Das heisst, dass es auch vorteilhaft (günstiger) sein kann, eine sichere Staatsanleihe mit einer negativen Rendite zu kaufen, als die überschüssigen Mitteln zu einem negativen Einlagesatz bei der EZB zu parken. Man denke an die Gesellschaften, die passive investment vorziehen, weil die Anleger mit sicheren und liquiden Staatspapieren besser bedient sind.

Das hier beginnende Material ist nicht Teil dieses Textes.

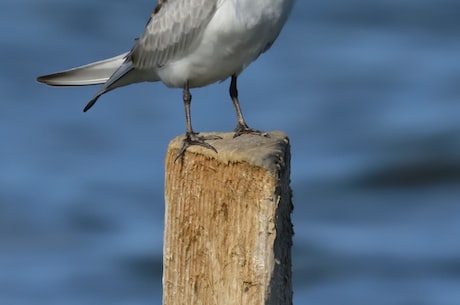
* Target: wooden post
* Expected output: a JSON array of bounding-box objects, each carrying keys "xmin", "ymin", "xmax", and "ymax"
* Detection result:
[{"xmin": 163, "ymin": 132, "xmax": 293, "ymax": 305}]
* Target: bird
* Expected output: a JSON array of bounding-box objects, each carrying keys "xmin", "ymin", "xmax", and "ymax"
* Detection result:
[{"xmin": 37, "ymin": 0, "xmax": 295, "ymax": 159}]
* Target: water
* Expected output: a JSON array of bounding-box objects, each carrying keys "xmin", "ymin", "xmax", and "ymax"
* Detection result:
[{"xmin": 0, "ymin": 0, "xmax": 460, "ymax": 305}]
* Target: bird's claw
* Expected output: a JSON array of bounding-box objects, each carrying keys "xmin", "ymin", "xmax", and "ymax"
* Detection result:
[
  {"xmin": 174, "ymin": 132, "xmax": 222, "ymax": 162},
  {"xmin": 233, "ymin": 123, "xmax": 269, "ymax": 138}
]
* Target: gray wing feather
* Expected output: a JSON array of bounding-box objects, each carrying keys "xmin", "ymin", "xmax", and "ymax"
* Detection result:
[{"xmin": 130, "ymin": 0, "xmax": 217, "ymax": 69}]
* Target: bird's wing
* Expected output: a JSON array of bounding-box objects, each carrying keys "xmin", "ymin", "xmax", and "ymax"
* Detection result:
[{"xmin": 130, "ymin": 0, "xmax": 218, "ymax": 69}]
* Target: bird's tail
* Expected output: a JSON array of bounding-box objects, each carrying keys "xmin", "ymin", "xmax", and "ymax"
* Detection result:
[{"xmin": 37, "ymin": 52, "xmax": 128, "ymax": 86}]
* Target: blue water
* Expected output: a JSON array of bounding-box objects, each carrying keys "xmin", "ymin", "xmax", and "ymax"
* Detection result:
[{"xmin": 0, "ymin": 0, "xmax": 460, "ymax": 305}]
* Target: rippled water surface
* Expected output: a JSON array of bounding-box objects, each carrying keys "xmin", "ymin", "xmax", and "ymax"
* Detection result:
[{"xmin": 0, "ymin": 0, "xmax": 460, "ymax": 305}]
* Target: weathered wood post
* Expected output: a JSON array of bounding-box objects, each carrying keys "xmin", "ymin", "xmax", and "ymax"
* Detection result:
[{"xmin": 163, "ymin": 132, "xmax": 293, "ymax": 305}]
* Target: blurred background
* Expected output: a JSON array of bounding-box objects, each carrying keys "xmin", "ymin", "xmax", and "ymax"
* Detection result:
[{"xmin": 0, "ymin": 0, "xmax": 460, "ymax": 305}]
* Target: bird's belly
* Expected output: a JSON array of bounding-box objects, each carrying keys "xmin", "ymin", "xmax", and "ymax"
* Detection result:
[{"xmin": 157, "ymin": 0, "xmax": 287, "ymax": 88}]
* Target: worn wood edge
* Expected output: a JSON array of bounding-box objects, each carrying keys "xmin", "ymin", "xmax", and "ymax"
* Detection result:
[{"xmin": 168, "ymin": 131, "xmax": 289, "ymax": 173}]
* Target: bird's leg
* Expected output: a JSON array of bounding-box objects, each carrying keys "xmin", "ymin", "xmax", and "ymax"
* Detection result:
[
  {"xmin": 176, "ymin": 82, "xmax": 221, "ymax": 160},
  {"xmin": 229, "ymin": 75, "xmax": 265, "ymax": 138}
]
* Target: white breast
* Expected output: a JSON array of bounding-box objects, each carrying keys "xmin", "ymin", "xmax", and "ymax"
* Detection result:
[{"xmin": 156, "ymin": 0, "xmax": 293, "ymax": 88}]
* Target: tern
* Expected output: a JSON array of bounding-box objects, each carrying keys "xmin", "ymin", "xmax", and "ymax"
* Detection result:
[{"xmin": 37, "ymin": 0, "xmax": 294, "ymax": 157}]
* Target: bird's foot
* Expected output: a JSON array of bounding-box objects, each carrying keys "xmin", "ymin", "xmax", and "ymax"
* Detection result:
[
  {"xmin": 174, "ymin": 132, "xmax": 222, "ymax": 161},
  {"xmin": 233, "ymin": 123, "xmax": 269, "ymax": 138}
]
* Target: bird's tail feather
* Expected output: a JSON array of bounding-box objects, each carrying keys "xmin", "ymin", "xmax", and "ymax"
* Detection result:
[{"xmin": 37, "ymin": 52, "xmax": 128, "ymax": 86}]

In der Tat ist es in einigen Fällen möglich, dass eine negative Rendite sich als profitabel erweist, wenn die bevorzugte Währung sich aufwertet: Wenn man z.B. auf eine CHF-Aufwertung setzt, kauft man trotz der gegenwärtig unter der Null-Marke verlaufenden Rendite eine Staatsanleihe in CHF. Die Wette kann aufgehen, wenn der Franken im Verlauf der Zeit tatsächlich an Wert gewinnt.

Man denke an die Investoren, die vermehrt deutsche Staatspapiere gekauft haben, weil sie befürchtet haben, dass die Eurozone auseinanderfallen würde. Die Flucht in die Sicherheit (d.h. Qualität) hat damit den Rückgang der Renditen an den Anleihemärkten zusätzlich beschleunigt.

Negative Zinsen können in einem Umfeld des schwachen Wirtschaftswachstums und der besonders niedrigen Inflation helfen, die Effektivität der Geldpolitik zu erhöhen.

PS:
Der EONIA (Euro OverNight Index Average) war im August 2018 erstmals negativ: -0,004%. Das ist der Zinssatz, zu dem sich Banken einander über Nacht Kredite in EUR gewähren.

PPS:
Der Euribor (EUR Interbankenzinssatz) für drei Monate rutschte im April 2015 erstmals unter null: -0.001%.